I have the following matrix for T: R3->R3 with respect to the standard basis:
\begin{array}{ccc} 1 & 1 & 0 \\ & -1 & 1 \\ & & 1 \end{array}
and was wondering if such a matrix could be an isomorphism, i.e. whether it has an inverse or not (is this the right logic?).
So I'm looking for a $T^{-1}$ such that $TT^{-1}=I_{output space, i.e. R3}$ or 1 1 1?

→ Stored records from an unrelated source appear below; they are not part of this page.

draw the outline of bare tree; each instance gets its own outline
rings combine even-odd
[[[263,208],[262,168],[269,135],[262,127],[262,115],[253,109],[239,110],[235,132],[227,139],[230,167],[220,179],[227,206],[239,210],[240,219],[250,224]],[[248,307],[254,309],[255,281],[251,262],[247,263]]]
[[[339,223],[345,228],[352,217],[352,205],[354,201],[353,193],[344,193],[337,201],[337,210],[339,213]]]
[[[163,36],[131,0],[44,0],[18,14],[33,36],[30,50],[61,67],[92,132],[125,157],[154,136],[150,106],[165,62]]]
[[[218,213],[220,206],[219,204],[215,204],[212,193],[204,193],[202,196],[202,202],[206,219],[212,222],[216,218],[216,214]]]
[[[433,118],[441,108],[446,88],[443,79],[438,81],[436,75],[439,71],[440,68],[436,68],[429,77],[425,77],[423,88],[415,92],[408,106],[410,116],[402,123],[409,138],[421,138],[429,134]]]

I was thinking that such an inverse transformation could be of the form
\begin{array}{ccc} b_{11} & b_{12} & b_{13} \\ b_{21} & b_{22} & \\ b_{31} & & \end{array}
whereupon I could solve for the $b$ variables after doing $TT^{-1}$, but I have more variables than equations, so this seems wrong.
Tips appreciated!
You can very easily fill in values such that the matrix has an inverse, for example, $$\pmatrix{1&1&0\cr \color{red}{0}&-1&1\cr \color{red}{0}&\color{red}{0}&1\cr} \quad\hbox{or}\quad \pmatrix{1&1&0\cr \color{red}{1}&-1&1\cr \color{red}{1}&\color{red}{1}&1\cr}\ .$$